Question: An established patient presented to our internist after being stung by a bee. Our clinician examined the patient and observed that the bee’s stinger was present in the patient’s right upper arm. He used a pair of tweezers and removed the stinger from the wound. Should I report a foreign body removal code for the scenario? Also, let me know what diagnosis codes I should report for this situation.
Connecticut Subscriber
Answer: In your above-mentioned scenario, your clinician only used a pair of tweezers to grasp the stinger and remove it from the patient’s upper arm.
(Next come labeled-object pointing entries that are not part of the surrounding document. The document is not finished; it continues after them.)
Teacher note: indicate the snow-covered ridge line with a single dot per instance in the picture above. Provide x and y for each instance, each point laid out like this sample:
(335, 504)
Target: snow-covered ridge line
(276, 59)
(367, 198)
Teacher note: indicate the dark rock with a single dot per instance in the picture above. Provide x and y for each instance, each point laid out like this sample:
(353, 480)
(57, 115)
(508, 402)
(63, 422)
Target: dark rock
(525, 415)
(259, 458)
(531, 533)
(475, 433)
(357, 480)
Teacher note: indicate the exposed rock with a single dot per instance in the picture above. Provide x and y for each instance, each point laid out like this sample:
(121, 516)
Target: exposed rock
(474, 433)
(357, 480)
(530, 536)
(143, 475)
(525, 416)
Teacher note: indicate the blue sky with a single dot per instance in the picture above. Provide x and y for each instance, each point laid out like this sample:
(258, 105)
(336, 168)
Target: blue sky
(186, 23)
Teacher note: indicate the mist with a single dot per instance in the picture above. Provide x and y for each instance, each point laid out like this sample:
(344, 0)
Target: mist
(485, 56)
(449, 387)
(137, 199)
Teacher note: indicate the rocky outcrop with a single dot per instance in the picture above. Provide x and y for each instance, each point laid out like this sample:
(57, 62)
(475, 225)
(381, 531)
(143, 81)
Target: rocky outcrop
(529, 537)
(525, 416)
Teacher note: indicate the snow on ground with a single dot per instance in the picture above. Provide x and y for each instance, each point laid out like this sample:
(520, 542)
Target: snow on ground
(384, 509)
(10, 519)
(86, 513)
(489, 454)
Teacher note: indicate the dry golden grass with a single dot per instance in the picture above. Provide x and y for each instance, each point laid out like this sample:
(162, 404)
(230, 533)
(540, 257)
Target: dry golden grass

Since your clinician did not have to make an incision to remove the stinger, you cannot report it with a foreign body removal code.
If your clinician had made an incision to reach the foreign body and removed it, you could have considered using a foreign body removal code such as 10120 (Incision and removal of foreign body, subcutaneous tissues; simple) or a more site specific code such as 24200 (Removal of foreign body, upper arm or elbow area subcutaneous).
As no incision was made, you should report the service as included in the most appropriate E/M level code (such as 99212-99213, Office or other outpatient visit for the evaluation and management of an established patient ...) that you will report for the visit.
For the diagnosis codes, you will have to report S40.851A (Superficial foreign body of right upper arm, initial encounter) and also report W57.xxxA (Bitten or stung by nonvenomous insect and other nonvenomous arthropods, initial encounter).